Notes on the Numerai ML Competition
Last week I spent some time diving into the Numerai machine learning competition. Below are my notes on the competition: things I tried, what worked and what didn’t. First an introduction to Numerai and the competition…
Numerai is a hedge fund which uses the competition to source predictions for a large ensemble that they use internally to make trades. Another detail that makes the competition unique is that the provided data has been encrypted in a way that still allows it to be used for predictions. Each week, Numerai releases a new dataset and the competition resets. After briefly controlling 1st-2nd place in both score and originality, by the end of the week I was still “controlling capital” with a log loss of 0.68714. In all this earned about $8.17 USD worth of Bitcoin.

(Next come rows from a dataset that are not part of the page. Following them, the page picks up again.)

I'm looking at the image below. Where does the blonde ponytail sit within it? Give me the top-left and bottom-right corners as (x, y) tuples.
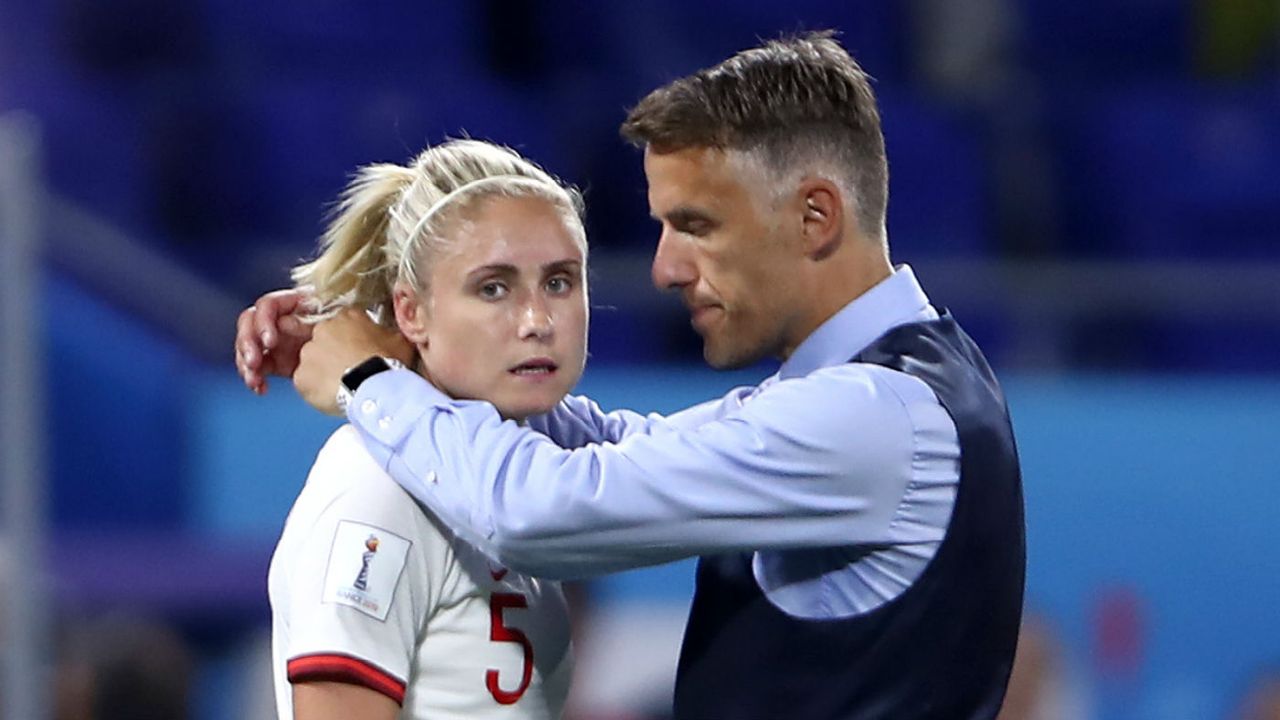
(292, 163), (415, 320)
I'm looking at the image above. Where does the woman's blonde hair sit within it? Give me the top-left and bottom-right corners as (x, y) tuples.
(292, 140), (586, 327)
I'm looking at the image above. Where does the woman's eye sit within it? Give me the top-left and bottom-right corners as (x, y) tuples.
(480, 282), (507, 300)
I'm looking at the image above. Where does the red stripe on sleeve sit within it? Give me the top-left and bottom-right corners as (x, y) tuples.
(287, 653), (404, 706)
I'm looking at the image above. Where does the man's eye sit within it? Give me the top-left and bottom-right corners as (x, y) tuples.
(480, 282), (507, 300)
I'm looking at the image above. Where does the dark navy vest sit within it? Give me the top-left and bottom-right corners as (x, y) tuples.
(675, 314), (1027, 720)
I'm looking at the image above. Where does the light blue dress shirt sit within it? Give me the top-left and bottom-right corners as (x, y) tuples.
(348, 265), (960, 618)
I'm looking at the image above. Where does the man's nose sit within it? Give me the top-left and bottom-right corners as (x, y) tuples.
(650, 228), (698, 290)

Here’s a sample of the training data:
My first step in the competition was to generate a validation set so that I could run models locally and get a sense for how the models would do on the leaderboard. Using a simple stratified split that maintains the target distribution turned out not to be representative of the leaderboard so I turned to “adversarial validation”. This clever idea was introduced by @fastml in a blog post here. Basically:
- Train a classifier to identify whether data comes from the train or test set.

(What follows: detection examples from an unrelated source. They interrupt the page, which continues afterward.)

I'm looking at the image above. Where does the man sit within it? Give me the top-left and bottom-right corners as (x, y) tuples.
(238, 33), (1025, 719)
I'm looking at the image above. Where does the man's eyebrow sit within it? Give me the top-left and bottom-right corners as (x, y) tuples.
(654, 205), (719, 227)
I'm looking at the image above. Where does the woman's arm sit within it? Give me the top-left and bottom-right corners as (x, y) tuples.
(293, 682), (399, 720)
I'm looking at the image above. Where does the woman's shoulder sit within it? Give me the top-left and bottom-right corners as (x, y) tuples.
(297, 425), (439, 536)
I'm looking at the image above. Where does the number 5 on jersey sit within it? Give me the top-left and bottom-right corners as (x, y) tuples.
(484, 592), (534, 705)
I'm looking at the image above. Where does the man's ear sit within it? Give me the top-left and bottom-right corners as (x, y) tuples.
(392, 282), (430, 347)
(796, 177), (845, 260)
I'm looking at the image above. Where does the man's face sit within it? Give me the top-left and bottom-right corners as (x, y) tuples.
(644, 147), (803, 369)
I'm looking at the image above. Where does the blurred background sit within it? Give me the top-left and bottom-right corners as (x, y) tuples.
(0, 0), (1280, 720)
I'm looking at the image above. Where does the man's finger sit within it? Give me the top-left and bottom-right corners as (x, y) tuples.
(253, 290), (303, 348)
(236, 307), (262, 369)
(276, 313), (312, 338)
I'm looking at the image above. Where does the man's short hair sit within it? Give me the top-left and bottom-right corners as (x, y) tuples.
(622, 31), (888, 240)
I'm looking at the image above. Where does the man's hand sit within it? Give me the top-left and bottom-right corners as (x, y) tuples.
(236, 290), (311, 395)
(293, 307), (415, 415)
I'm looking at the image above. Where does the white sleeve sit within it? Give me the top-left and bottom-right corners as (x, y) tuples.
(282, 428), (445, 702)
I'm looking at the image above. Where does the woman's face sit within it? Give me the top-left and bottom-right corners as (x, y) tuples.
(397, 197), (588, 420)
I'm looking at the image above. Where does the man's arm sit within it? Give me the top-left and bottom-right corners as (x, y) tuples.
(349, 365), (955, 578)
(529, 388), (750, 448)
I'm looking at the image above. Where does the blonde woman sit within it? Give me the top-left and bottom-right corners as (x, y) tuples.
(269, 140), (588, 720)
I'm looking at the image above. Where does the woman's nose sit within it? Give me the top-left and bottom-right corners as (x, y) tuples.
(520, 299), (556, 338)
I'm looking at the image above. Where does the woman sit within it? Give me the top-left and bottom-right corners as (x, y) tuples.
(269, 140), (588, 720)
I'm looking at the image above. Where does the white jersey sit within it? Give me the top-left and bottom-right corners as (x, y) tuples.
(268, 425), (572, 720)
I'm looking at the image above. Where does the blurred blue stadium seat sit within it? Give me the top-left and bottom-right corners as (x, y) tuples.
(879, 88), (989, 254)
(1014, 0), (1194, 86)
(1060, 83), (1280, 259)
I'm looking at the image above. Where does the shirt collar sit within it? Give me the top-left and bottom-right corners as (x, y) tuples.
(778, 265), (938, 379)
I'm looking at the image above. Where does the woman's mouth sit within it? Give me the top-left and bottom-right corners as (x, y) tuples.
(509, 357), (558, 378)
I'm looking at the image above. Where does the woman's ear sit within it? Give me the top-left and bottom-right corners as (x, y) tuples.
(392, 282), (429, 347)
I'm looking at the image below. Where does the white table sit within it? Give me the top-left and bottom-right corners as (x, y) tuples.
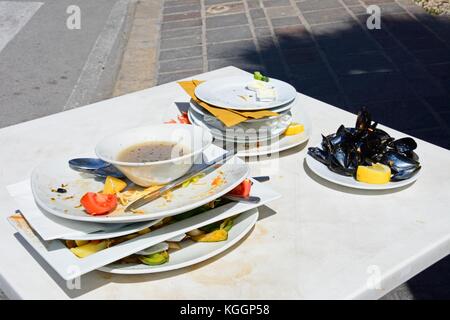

- Sort the training data by it’s probability of being in the test set.
- Select the training data most similar to the test data as your validation set.
This was much more representative with a validation loss corresponding to within ~0.001 log loss on the public leaderboard. Interestingly, the only reason this works is that the test data is dissimilar from much of the training data which violates IID.
Now that I had a good validation set I wanted to get a baseline model trained, validated and uploaded. As a starting point I used logistic regression with default settings and no feature engineering. This gets about 0.69290 validation loss and 0.69162 on the public leaderboard. It’s not great but now I know what a simple model can do. For comparison, first place is currently 0.64669, so the baseline is only about 6.5% off. This means any improvements are going to be really small. We can push this a little further with L2 regularization at 1e-2 which gets to 0.69286 (-0.006% from baseline).
I took a quick divergence into neural networks before beginning feature engineering. Ideally, the networks would learn their own features with enough data, unfortunately none of the architectures I tried had much improvement over simple logistic regression. Additionally, deep neural networks can have far more learned parameters than logistic regression so I needed to regularize the parameters heavily with L2 and batch normalization (which can act as a regularizer per the paper). Dropout sometimes helped too depending on the architecture.
One interesting architecture that worked okay was using a single very wide hidden layer (2048 parameters) with very high dropout (0.9) and then leaving it’s initialized parameters fixed during training. This creates an ensemble of many random discriminators. While this worked pretty well (with a logloss around 0.689) the model hurt the final ensemble so it was removed. In the end neural networks did not yield enough improvement to continue their use here and would still rely on feature engineering which defeated my intentions.
Data Analysis & Feature Engineering
Now I need to dig into the data, starting with a simple plot of each of the feature distributions:
The distributions are pretty similar for each feature and target. How about correlations between features:
Okay, so many of the features are strongly correlated. We can make use of this in our model by including polynomial features (e.g. PolynomialFeatures(degree=2) from scikit-learn). Adding these brings our validation loss down to 0.69256 (-0.05% from baseline).
Now dimensionality reduction. I take the features and run principal component analysis (a linear method) to reduce the original features down to two dimensions for visualization:
This does not contain much useful information. How about with the polynomial features:
The polynomial PCA produces a slightly better result by pulling many of the target “1” values towards the edges and many of the target “0” values towards the center. Still not great so I opted to omit PCA for now.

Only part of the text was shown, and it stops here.